Tampoco era Billy quien se acobardara antes las amenazas. No pronunció palabra, pero la mirada que lanzó a su padre fue de por sí expresiva.

Abandonó la casa de un portazo con claras intenciones de ensillar un caballo y largarse cuando, a mitad de camino, un tremendo latigazo en la espalda lo derribó.

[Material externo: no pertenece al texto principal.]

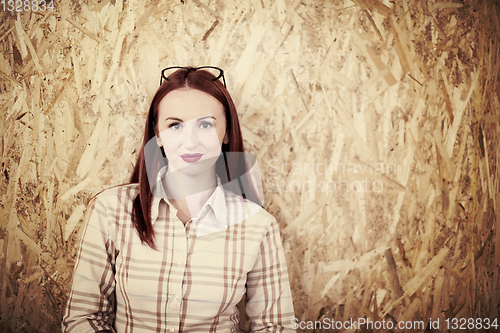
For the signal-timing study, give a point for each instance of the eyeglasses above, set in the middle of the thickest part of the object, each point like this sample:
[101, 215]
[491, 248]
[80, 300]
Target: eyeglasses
[215, 71]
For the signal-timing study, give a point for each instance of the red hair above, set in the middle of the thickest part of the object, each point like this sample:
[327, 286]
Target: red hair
[228, 166]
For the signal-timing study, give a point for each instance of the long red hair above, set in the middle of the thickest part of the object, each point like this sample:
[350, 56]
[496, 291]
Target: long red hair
[228, 167]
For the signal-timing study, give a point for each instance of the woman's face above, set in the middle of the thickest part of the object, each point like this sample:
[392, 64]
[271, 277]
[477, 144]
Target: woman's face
[191, 130]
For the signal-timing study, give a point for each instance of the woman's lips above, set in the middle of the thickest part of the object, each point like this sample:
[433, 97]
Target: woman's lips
[191, 158]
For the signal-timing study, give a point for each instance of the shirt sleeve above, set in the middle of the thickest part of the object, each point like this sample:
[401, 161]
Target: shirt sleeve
[90, 306]
[269, 305]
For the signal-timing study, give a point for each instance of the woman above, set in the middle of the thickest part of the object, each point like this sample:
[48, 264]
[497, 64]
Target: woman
[176, 250]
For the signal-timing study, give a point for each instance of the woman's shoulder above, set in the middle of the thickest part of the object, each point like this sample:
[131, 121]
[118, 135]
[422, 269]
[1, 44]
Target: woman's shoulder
[255, 213]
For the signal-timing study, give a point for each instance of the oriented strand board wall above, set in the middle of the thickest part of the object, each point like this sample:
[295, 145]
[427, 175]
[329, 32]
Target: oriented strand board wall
[375, 124]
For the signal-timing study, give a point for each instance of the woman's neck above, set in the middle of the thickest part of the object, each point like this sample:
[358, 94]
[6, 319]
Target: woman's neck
[189, 193]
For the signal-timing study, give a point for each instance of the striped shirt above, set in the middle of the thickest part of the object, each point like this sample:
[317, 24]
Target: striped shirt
[194, 280]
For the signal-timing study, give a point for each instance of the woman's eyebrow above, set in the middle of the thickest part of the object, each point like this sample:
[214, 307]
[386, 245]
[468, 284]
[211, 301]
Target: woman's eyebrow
[176, 119]
[207, 116]
[198, 119]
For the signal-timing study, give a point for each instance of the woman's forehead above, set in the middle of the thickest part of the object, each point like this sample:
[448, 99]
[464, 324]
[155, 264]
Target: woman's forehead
[188, 104]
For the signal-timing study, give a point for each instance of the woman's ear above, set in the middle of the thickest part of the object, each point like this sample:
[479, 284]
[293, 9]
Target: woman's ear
[158, 141]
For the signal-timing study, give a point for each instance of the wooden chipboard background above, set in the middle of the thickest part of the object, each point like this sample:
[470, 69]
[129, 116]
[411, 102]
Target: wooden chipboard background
[375, 124]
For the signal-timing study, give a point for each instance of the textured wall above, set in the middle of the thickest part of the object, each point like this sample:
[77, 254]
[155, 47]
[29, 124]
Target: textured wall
[374, 124]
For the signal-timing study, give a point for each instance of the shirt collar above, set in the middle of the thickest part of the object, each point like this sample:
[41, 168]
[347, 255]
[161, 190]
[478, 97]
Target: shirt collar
[216, 203]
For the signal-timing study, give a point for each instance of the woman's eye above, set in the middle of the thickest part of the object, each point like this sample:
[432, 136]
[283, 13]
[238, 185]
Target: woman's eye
[206, 125]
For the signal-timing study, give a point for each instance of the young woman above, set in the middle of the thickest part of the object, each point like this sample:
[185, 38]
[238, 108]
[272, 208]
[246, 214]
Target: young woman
[176, 250]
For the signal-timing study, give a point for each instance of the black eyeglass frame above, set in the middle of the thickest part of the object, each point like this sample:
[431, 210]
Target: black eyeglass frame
[189, 69]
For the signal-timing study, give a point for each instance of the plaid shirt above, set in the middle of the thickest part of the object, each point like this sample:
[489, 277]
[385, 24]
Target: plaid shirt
[193, 282]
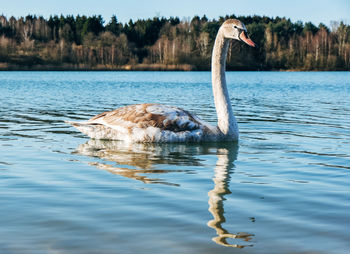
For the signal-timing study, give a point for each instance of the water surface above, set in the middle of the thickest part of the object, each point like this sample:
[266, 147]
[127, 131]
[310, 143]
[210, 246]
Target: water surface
[284, 188]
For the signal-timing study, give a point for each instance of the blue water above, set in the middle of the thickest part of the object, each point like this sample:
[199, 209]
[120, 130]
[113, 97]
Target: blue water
[284, 188]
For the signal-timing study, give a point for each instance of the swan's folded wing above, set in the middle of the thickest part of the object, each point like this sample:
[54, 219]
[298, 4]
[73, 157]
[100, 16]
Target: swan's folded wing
[149, 115]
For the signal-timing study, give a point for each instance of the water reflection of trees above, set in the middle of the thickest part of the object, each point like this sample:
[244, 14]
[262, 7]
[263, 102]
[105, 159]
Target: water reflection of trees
[140, 161]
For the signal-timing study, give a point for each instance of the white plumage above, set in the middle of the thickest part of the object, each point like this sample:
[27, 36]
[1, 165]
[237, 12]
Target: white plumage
[162, 123]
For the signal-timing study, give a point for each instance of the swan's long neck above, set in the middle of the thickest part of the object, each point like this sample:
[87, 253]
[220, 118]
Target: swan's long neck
[226, 120]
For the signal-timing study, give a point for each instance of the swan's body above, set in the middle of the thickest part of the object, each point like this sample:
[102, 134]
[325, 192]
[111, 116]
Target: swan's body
[162, 123]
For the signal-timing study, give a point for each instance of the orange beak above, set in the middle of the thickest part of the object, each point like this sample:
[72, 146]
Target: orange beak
[244, 37]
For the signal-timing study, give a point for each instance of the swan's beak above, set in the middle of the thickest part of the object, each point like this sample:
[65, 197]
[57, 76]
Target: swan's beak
[244, 37]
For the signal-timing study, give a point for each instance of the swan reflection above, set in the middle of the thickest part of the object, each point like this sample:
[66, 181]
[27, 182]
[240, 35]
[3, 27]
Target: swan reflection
[139, 162]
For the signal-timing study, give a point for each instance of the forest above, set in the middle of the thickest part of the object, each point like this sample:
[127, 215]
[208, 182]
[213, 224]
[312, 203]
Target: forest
[90, 43]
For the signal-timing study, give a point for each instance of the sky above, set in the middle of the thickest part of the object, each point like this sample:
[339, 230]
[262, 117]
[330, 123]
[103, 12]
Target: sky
[316, 11]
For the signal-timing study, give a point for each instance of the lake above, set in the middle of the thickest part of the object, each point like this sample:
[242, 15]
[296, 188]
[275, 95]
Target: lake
[283, 188]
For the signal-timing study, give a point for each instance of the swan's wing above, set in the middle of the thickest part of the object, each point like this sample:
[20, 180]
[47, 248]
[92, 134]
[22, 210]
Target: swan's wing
[150, 115]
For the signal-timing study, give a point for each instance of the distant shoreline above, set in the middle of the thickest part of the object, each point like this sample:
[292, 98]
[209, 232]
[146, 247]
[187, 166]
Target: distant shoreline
[138, 67]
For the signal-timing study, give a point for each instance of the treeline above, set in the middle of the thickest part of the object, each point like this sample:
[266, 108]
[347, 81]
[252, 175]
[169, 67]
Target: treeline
[81, 42]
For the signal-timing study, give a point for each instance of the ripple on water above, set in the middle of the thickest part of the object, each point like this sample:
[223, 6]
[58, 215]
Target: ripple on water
[282, 189]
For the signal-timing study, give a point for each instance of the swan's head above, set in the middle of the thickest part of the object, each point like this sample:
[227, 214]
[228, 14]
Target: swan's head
[235, 29]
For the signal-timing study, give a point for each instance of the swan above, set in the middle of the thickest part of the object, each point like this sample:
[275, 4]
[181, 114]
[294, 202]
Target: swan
[162, 123]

Desde el suelo, con ojos llorosos de dolor, vio a su padre con el arreador de piel, que empleaba con las reses, abatiéndolo nuevamente contra él; no tuvo tiempo a esquivarlo. Todavía intentó Billy luchar para arrebatarle la zurriaga, pero los latigazos expertos de James terminaron por someterle y durante unos interminables minutos Wild fue azotando con el flagelo a su hijo mayor, incluso después que Billy hubiera dejado de defenderse y perdido el conocimiento.

El muchacho tardó algo más de un mes en recuperarse y durante los primeros días la alta fiebre hizo temer lo peor a Elizabeth, pero Billy tenía más fortaleza interna de lo que hacía aparentar su arguellada figura y los desvelos de su madrastra acabaron recompensados. Lentamente el chico fue mejorando.

Si alguna vez, en aquellos dos años, había llegado a tener afecto a su padre, desapareció reconociendo a las malas que su tía había tenido razón siempre. Había huido de Silver City para encontrar a su padre y ahora, dos años después de conocerlo, lo había encontrado realmente.